Sonnet 71 weaponizes erasure as devotion. The speaker's insistence that the beloved forget him is not selflessness but a complex negotiation: by asking to be forgotten, he positions himself as the one protecting the beloved. He trades his own presence for the beloved's reputation. This is emotionally manipulative—the very act of writing and publishing these lines ensures he cannot truly be forgotten. The sonnet becomes a guarantee of remembrance disguised as a plea for oblivion, turning absence into immortality.

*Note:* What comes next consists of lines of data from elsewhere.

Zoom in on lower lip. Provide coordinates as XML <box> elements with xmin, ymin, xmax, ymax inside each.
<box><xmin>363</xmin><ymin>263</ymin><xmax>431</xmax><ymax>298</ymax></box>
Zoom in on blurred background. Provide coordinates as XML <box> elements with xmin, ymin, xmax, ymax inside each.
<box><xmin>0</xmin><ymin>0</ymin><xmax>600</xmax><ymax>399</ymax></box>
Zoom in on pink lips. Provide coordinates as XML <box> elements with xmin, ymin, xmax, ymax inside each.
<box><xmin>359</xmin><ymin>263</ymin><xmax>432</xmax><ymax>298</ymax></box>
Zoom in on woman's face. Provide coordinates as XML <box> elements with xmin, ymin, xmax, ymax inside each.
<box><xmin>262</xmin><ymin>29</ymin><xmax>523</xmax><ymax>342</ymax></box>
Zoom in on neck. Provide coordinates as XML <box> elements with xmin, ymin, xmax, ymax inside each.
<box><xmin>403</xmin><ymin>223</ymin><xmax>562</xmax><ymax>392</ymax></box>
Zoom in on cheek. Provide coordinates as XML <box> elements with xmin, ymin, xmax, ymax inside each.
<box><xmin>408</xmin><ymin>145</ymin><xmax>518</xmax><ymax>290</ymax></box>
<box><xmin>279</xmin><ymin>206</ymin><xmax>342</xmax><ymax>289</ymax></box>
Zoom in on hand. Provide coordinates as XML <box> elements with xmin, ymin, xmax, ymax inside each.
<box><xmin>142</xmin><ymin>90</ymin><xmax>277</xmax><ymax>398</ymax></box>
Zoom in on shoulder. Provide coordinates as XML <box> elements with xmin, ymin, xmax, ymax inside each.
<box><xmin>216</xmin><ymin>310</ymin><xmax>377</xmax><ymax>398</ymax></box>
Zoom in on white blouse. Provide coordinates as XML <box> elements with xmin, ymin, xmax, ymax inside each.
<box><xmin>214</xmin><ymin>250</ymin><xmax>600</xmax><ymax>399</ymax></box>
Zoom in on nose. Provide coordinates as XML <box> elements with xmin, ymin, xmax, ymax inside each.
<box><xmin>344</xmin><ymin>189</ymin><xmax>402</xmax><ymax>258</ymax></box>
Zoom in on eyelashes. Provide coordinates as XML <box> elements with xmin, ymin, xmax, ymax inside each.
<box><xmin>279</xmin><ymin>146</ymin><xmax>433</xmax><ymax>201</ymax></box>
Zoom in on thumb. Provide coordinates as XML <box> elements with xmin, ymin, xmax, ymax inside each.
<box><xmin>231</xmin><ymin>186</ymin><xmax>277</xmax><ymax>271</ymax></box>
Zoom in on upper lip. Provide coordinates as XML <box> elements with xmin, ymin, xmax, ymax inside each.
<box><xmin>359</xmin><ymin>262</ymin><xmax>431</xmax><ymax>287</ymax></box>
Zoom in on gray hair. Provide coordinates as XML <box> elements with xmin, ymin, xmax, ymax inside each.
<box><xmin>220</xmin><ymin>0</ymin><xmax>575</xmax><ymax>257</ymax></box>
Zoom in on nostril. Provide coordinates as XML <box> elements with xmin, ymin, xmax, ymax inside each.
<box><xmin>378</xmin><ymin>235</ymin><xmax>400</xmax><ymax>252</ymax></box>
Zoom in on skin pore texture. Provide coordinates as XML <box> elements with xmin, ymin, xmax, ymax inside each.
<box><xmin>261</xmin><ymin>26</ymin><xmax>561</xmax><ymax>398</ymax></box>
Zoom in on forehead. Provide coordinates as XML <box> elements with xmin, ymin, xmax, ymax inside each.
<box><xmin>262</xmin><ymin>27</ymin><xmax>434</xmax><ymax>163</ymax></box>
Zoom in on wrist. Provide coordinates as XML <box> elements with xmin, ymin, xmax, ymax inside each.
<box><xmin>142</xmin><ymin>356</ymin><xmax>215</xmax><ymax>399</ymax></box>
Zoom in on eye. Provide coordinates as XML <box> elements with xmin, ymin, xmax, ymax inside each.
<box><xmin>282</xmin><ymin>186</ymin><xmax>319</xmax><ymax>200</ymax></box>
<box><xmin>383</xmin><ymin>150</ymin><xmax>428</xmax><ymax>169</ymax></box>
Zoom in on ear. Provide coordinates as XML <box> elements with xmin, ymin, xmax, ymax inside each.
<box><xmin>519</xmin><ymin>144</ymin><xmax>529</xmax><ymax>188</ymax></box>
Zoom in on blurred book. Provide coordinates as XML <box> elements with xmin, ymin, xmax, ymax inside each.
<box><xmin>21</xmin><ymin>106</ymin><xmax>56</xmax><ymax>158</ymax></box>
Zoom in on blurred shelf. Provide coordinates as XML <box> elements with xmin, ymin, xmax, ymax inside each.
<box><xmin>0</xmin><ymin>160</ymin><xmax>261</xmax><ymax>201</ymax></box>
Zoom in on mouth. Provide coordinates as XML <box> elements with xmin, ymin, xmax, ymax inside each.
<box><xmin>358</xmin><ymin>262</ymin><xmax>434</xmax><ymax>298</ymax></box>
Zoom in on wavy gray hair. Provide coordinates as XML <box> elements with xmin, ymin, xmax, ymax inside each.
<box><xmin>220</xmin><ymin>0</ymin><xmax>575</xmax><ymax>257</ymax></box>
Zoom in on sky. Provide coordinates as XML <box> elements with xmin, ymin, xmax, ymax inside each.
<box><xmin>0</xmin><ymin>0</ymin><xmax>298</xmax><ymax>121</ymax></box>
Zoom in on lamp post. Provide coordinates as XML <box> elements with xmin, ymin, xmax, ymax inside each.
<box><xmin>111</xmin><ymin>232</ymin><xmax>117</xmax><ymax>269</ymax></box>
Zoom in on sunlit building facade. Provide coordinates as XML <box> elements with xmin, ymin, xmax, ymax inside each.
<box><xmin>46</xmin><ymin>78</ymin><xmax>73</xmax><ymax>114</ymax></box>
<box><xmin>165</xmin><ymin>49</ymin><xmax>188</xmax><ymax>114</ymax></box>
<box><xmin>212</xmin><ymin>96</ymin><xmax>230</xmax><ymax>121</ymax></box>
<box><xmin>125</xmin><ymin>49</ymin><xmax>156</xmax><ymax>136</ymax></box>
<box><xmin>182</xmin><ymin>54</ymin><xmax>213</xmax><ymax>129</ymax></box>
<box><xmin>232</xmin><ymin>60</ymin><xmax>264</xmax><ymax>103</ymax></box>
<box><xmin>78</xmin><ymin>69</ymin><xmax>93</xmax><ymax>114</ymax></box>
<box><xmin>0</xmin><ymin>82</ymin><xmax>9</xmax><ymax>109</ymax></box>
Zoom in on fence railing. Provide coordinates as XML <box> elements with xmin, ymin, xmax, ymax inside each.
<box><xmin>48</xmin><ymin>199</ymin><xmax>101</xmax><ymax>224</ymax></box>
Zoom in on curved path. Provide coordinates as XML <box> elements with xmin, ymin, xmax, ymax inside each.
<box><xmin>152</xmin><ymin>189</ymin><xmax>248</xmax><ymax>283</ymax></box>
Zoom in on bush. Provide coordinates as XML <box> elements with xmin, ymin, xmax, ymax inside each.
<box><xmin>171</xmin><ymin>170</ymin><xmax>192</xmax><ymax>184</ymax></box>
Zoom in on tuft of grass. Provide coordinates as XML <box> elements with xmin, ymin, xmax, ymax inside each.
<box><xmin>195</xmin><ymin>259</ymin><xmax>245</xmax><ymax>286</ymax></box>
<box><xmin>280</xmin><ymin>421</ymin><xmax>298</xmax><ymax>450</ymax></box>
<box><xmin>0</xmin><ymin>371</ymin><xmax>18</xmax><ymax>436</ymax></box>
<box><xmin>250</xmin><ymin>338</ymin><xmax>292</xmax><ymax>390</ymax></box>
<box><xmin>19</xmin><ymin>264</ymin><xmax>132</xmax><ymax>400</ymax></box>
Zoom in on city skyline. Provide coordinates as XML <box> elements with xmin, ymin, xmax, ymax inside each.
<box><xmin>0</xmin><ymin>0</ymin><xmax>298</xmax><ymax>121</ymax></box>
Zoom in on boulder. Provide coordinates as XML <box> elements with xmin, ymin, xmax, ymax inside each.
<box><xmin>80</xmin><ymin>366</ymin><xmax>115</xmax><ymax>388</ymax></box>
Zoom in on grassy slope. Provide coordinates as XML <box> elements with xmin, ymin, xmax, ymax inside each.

The sonnet's urgency derives from Elizabethan social anxieties. To be mourned by a beloved for a 'vile' or unworthy person was to invite gossip and public contempt. The speaker acknowledges his own baseness—he's not worth the beloved's grief. Yet by articulating this fear so vividly, he paradoxically insists on his significance: only someone who matters enough to wound the beloved's reputation merits this elaborate strategy of self-abnegation. The poem's dramatic extremity reveals the speaker's desperate need to be consequential.
Imagine a partner leaving explicit instructions in their will: 'Don't talk about me after I'm gone.' It reads as self-sacrifice but conceals deep insecurity—worry that being associated with them might hurt the other person socially or professionally. The speaker is simultaneously erasing himself and making his erasure the centerpiece of his love.